Up to now most activities concerning counselling and therapy with ICT (Information and Communication Technologies) have been limited to applications of personal computers for emails and internet tools. Counsellors and therapists still rely almost exclusively on traditional interaction with their clients (“the couch”). Due to this, especially the younger generation and “digital natives” may not be reached to the full extent, as they have a fundamentally different communication behaviour.
The various Web 2.0 communication tools (like Facebook, Twitter, WhatsApp, Skype, etc.) have become a daily extension, or complement, of the target groups’ oral communication. Therefore, any counselling and therapy for the younger population that seeks to be successful should eventually include eCounselling – meaning ICT based activities between the expert and the client/patient.
The goal of the Therapy 2.0 project is not only to raise awareness of the potentials of ICT based approaches in therapeutic and counselling processes, but also to provide a practical guide to the different ways of how technology can be used, best practice examples, and a mobile application for smartphones.

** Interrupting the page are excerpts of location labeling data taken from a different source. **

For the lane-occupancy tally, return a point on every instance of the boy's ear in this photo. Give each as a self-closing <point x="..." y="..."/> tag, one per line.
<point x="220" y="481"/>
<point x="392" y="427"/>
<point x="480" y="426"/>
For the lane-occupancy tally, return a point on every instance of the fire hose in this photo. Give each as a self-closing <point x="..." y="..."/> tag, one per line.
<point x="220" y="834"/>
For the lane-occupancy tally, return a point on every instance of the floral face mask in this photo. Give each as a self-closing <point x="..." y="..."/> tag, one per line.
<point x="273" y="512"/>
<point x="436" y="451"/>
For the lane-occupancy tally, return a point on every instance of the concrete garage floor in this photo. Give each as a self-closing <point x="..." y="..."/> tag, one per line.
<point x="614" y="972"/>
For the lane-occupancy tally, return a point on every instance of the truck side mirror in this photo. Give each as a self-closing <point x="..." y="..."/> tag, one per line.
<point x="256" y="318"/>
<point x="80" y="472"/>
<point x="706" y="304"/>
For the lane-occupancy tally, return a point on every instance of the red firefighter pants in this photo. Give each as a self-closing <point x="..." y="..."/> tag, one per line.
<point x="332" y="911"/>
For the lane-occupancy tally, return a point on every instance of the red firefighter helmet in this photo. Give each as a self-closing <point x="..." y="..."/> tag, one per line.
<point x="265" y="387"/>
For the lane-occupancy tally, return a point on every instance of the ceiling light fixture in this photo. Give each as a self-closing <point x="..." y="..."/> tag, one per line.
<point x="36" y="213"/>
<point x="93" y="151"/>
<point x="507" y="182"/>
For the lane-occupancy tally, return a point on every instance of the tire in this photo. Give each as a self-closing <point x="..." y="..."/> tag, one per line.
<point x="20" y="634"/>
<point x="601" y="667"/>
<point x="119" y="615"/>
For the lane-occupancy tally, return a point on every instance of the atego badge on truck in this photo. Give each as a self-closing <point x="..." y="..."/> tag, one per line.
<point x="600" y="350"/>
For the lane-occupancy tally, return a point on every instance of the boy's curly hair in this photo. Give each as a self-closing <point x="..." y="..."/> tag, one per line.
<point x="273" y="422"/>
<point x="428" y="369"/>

The concrete and tangible results can be incorporated into practice immediately. They will go far beyond e-mail and internet chat and support practitioners tremendously and counterbalance the lack of full visual or audible communication. Thus the Therapy 2.0 project will ensure that clients / patients receive the message of the therapy without any negative side-effects due to the technical means of communication.
For more information please have a look at our project information brochure.
Such an approach is also needed in the current refugee crisis, where Therapy 2.0 tools will enable counsellors to reach completely new target groups, i.e. young and / or unaccompanied refugee minors. Most of them, specifically young women, have experienced traumatic situations and many of them suffer from post-traumatic stress disorder in various degrees. Their most important means of communication are smartphones. Given the fact that their language level of the host country language is often still poor, conventional “speech counselling” needs either interpreters – which can be daunting – or a complementary approach that uses the media, where these young people already feel at home.